ABD'ye yaptığı ilk resmi ziyarette de dikkatler onun üzerinde yoğunlaştı. Prenses, Beyaz Saray'da John Travolta ile dans etti. Hayır işlerine verdiği destekle de uluslararası kamuoyunda ayrı bir yer edindi; özellikle AIDS hastalarına yönelik yardım çalışmalarına odaklandı. Onlarla el sıkışması, temasın tehlikeli olmadığını gösteren güçlü bir mesaj olarak algılandı.

1980'lerin sonlarına gelindiğinde evliliğinde yaşadığı sorunlar gün yüzüne çıkmaya başladı. Peri masalının gerçeği yansıtmadığı anlaşılmaya başladı. Prens Charles ile ayrı yaşamaya başlamaları, daha görünür hale geldi.

1992'de Hindistan ziyaretinde Diana'nın Tac Mahal önünde tek başına poz vermesi, evliliğindeki sorunların sembolü olarak yorumlandı. Fotoğraf, çiftin resmi olarak bir arada olsalar bile yollarını ayırmakta olduklarını gösteriyordu. 1992'de ayrı yaşamaya başlayan kraliyet çifti, 1996'da da resmen boşandı. Diana'nın evliliğini bitirdiği söylenen Camilla Parker Bowles, Prens Charles ile 1970 yılında tanışmıştı. Bir süre sevgili olduktan sonra Camilla başka biriyle evlendi.
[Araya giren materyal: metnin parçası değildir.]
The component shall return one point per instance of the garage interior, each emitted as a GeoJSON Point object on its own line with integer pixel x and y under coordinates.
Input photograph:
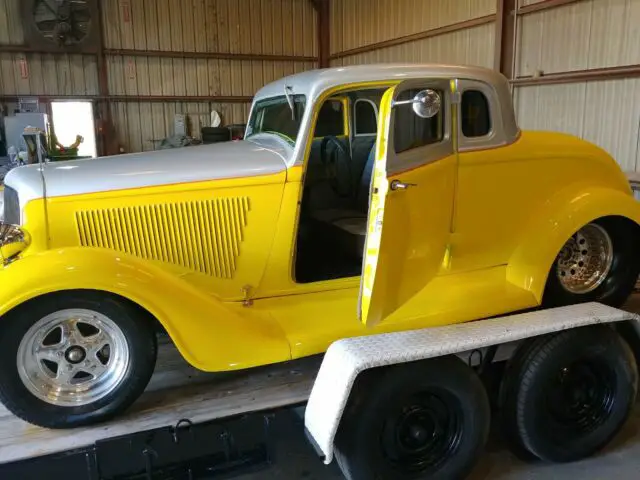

Ancak iddialara göre Prens Charles, 1986'dan itibaren Camilla ile yeniden ilişkiye başladı; bu durum Diana'yı mutsuz bir evliliğe sürükledi.

1996'da Prens Charles'tan boşanan Diana, bir yıl sonra, Haziran 1997'de 79 elbisesini açık artırmaya çıkararak yardım vakıfları için 4,5 milyon dolar topladı. Bu adım, geçmişle bağlarını koparması olarak değerlendirildi. Aynı yıl içerisinde, Angola'yı ziyaret ederek mayın temizleme çalışmalarına destek verdi. Bu ziyaret, uluslararası kamuoyunda büyük ilgi uyandırdı ve mayınlara karşı toplumsal bilinçlenmeyi artırmış oldu. Prenses Diana'nın ölümünden birkaç ay sonra, mayınları yasaklayan uluslararası anlaşma devreye girdi.

Diana'yı hayattan koparan trajedi ise Paris'te geçirdiği bir trafik kazası oldu. 31 Ağustos 1997'de, aşk yaşamaya başladığı Dodi Al Fayed ile birlikte akşam yemeğinin ardından limuzinine bindi. Prenses'i yeni sevgilisiyle görüntülemek isteyen gazeteciler peşindeydi ve bu kovalamaca, bir alt geçitte felaketle sonuçlandı.

Araçlarının betona çarpması sonucunda Lady Diana ve Dodi El Fayed hayatını kaybetti. Bu haber tüm dünyayı sarstı ve İngiltere'de büyük bir yas havası oluştu. Diana'nın düğünü gibi, cenazesi de hafızalara kazındı. Londra'daki Westminster Abbey'de bir milyondan fazla kişi cenaze törenine katıldı ve tören, dünyanın dört bir yanında televizyonlardan canlı yayınlandı.

Prenses Diana, ölümünün ardından da gündemden düşmedi. Özellikle 2017'de yayınlanan bir belgeselde çok fazla ses getirdi.

Bu belgeselde, Diana'nın aldığı konuşma dersleri sırasında çekilen, izni dahilinde kaydedilmiş görüntüler yer aldı. Görüntülerin bir kısmında, Diana, bir koruma polisiyle yaşadığı ilişkiyi hayatının en büyük aşkı olarak nitelendiriyordu. Diana, bu aşkının ortaya çıkmasının ardından koruma polisinin görevden alınmış ve hatta öldürülmüş olduğu iddialarında bulundu. Tartışma, polemik ve iddialar eksik olsa da, Diana ölümünün üzerinden onca yıl geçmesine rağmen zarafetin sembolü olmayı sürdürmektedir.